La mayoría de las protestas han surgido y se han expandido sin organización ni estructura previa y sin un programa de objetivos claramente definido. La versatilidad de las redes sociales ha permitido suplir esa falta de instrumentos organizativos. No suelen tener líderes visibles y si los tienen, son cambiantes. Eso es lo que los hace tan imprevisibles. Ni los partidos políticos ni los sindicatos han sido capaces de canalizar este malestar. Las protestas han alcanzado en muchos lugares una virulencia a la que no estábamos acostumbrados. Sus protagonistas saben que solo cuando alteran el orden y la paz social son tenidos en cuenta. Solo el fuego da visibilidad. Todas estas revueltas basan su poder en la visibilidad mediática.
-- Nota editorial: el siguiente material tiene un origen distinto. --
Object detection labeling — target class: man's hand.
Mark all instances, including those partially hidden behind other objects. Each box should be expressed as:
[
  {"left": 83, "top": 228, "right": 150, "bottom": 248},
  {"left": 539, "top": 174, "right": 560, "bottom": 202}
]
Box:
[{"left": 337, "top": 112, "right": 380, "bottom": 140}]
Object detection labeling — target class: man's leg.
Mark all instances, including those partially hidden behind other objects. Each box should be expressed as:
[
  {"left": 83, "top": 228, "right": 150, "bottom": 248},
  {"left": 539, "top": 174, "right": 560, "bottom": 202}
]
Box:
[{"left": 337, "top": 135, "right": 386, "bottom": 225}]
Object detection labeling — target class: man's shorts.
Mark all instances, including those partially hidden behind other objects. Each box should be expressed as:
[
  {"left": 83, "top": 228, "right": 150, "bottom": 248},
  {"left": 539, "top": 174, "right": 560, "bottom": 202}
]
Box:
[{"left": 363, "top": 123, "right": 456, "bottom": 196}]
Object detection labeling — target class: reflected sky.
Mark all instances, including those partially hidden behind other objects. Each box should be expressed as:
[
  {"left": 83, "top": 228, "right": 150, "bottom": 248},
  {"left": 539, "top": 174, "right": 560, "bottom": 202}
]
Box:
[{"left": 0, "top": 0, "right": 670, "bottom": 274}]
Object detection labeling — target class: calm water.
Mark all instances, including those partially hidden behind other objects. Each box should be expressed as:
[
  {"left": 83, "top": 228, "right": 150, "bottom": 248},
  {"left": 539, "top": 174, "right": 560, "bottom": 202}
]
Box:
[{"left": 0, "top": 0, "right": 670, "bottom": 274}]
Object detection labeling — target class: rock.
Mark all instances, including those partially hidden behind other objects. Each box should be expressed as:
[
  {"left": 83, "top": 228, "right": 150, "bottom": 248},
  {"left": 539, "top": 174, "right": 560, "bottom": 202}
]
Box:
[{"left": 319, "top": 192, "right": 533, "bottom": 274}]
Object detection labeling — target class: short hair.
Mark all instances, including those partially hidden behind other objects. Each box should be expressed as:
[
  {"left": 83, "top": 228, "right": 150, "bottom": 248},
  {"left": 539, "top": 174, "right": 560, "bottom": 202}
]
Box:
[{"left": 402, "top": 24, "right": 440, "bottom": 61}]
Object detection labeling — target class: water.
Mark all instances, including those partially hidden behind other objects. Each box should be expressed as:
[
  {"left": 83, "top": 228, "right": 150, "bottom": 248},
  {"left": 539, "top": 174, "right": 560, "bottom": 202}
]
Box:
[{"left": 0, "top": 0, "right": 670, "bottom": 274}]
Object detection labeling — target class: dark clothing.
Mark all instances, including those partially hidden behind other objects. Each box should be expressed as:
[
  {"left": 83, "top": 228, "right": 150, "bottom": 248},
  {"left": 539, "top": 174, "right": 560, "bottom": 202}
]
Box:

Al hacer patente el malestar se vuelven contagiosas y crean corrientes de identificación que les permiten aumentar el poder de intimidación.
Los regímenes autoritarios tienen clara la respuesta: represión y silencio. Lo primero que hizo el gobierno iraní fue decretar el bloqueo de internet. La democracia, en cambio, no sabe bien cómo reaccionar. Emmanuel Macron convocó en Francia un gran debate nacional. El presidente de Chile, Sebastián Piñera, ha prometido un cambio en la Constitución. No está claro cómo van a evolucionar. Estas formas de democracia irritada de la que habla Daniel Innerarity, ¿son solo una expresión puntual de malestar, un desfogue colectivo aparatoso y virulento condenado a diluirse en cuanto se exprese, o son el embrión de algo más inquietante y profundo?